Kurumları Özgürleştirmek

Neoliberalizm son kırk yıl boyunca kamusal kurumlarımızın içini boşalttı. Yasaların büyük şirketlerin çıkarlarına uyarlanmasından, okulların ve üniversitelerin içinin boşaltılmasına, kamuya ait arazi, varlık ve hizmetlerin en yüksek teklifi verene satılmasına kadar, neoliberalizm, devletin halka hizmetle yükümlü bütün unsurlarını kuruttu. Buna koşut olarak, neoliberal yönetişim [governance], polisi, orduyu ve gözetleme aygıtlarını güçlendirerek devletin baskı gücünü artırdı.

Neoliberal ideoloji, mevcut kurumları ele geçirip yeni işlevlerle donatarak hegemonya kazandı. Müze, kütüphane, meclis, park, okul gibi kamu kurumları, dünyaya dair ortak bir anlayışı yaratmak ve aktarmak için bir altyapı sağlarlar. Siyaset, kültür, doğa ve toplumla ilgili bakış açıları sunar, böylece düşünce ve eylemin sınırlarını çizerler. Bu bakış açıları iktidarın idamesi için vazgeçilmez olduklarından, kurumlar da birer ideolojik mücadele alanı haline gelir.

Kapitalist sınıf, ihtiyaç duyduğu özneleri üretmek ve yeniden üretmek için müze gibi ideolojik aygıtlara güvenir. Neoliberal kapitalizmin yoğunlaştırılmış rekabeti, şirketlerin kalpleri ve gönülleri fethetmeye yönelik bu savaşı daha da şiddetlendirmesine yol açıyor. Müzeler ve diğer kamu kurumları, ortak duyuyu kapitalist değer ve öncelikler çerçevesinde biçimlendirmeye yarayan birer kaynağa, birer halkla ilişkiler aygıtına dönüşüyor.
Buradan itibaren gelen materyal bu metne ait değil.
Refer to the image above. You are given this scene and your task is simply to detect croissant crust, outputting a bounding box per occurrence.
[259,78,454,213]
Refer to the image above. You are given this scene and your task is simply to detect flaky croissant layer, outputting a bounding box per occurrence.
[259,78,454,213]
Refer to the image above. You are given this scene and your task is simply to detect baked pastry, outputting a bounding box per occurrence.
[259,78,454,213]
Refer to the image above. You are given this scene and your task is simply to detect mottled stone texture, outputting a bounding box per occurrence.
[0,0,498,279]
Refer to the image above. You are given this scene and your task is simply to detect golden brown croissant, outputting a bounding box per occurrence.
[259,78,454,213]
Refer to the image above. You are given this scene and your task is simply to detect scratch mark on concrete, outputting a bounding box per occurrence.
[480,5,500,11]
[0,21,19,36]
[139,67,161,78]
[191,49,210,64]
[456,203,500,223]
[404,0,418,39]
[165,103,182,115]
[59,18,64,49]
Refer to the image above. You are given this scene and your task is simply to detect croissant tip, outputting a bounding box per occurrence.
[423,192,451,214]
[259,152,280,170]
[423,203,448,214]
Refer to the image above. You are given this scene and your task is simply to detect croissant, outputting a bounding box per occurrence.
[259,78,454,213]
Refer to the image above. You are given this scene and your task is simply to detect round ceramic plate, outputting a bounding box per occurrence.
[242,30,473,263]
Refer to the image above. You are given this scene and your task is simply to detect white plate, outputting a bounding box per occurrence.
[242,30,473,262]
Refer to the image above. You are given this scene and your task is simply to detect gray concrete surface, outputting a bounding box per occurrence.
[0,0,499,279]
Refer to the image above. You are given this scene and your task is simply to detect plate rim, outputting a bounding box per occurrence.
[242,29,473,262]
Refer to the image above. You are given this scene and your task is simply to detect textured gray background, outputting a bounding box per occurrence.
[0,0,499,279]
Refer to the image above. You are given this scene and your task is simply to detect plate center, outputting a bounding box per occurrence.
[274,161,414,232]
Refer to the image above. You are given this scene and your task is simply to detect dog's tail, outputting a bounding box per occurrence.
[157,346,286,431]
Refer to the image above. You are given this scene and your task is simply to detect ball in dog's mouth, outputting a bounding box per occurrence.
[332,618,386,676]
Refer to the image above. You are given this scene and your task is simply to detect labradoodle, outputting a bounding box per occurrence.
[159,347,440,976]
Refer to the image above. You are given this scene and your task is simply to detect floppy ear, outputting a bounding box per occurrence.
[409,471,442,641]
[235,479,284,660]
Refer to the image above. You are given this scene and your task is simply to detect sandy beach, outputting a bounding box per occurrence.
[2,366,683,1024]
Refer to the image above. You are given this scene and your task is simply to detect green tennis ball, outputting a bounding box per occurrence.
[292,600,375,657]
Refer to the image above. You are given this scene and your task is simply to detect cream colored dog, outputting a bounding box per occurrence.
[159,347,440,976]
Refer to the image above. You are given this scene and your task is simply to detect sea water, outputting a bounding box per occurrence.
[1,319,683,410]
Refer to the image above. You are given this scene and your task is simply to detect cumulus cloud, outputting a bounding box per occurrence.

Kurumlar, uzun bir süredir kaynak kıtlığı yüzünden özel çıkarlara teslim oluyor. Ancak, neoliberallerin kurumları ele geçirme pratikleri artık bizzat neoliberal hedeflere karşı çıkmak için devreye sokuluyor. İsyankâr hareketin, kurumları kapitalizmin elinden kurtarmak için kullandığı taktik bu.

 

Decolonize This Place, “Anti-Kolomb Günü Turu: Bu Müzeyi Sömürgeleştirmeden Kurtarın”, 2016. Foto: Lyra Monteiro. Eylemle ilgili ayrıntılı bilgi için bkz. Tabiat Tarihi Müzesi'nde Irkçılığa Karşı Protesto

 

Hem toplumsal formlarda, pratiklerde, imge ve fikirlerde hem de müze, kütüphane, meclis ve üniversitelerde kurumlaşmış kültürel müşterekler kolektiftir. Michael Hardt ve Antonio Negri’nin İmparatorluk üçlemesinin üçüncü cildi Ortak Zenginlik’te dedikleri gibi, “kurumlar, bir yaşam formunu tanımlayan kolektif alışkanlıkları, pratikleri ve kabiliyetleri bünyelerinde birleştirir”. Fakat bu birleştirme ayrımsız değildir. Hardt ve Negri, “kurumların çatışma üzerine kurulu” olduklarına dikkat çekerler. Kurumlar, neyin ve kimin önemli sayılacağı, kolektif varlığımızı nasıl görüp anlayacağımız konusunda süren mücadelelerin alanıdırlar. Hâkim iktidar biçimleri, iktidar sahiplerinin bizden istediklerini görmemiz için seferber edilir.  ABD’nin özünde yatan kolonyalizm ve kölelik kurumunun Amerikan hayatına ilişkin tasvirlerde arka plana itilmesi gibi, kapitalist sınıf iktidarı da müzelerin işleyişinde egemendir. 19. yüzyıldan beri haydut baronlar, bankacılar, petrol devleri ve fosil yakıt oligarkları, sömürüyü, hiyerarşiyi ve mülksüzleştirmeyi doğal süreçler gibi sunmak için kültür kurumlarını kendi silahlarına dönüştürdüler. Şimdi sanatçılar ve eylemciler, kültürel müşterekleri kapitalist sınıfa teslim etmeyi reddediyorlar. Kullandıkları taktikler, kurumları özgürleştirmeye yönelik isyankâr bir hareketin doğduğuna işaret ediyor.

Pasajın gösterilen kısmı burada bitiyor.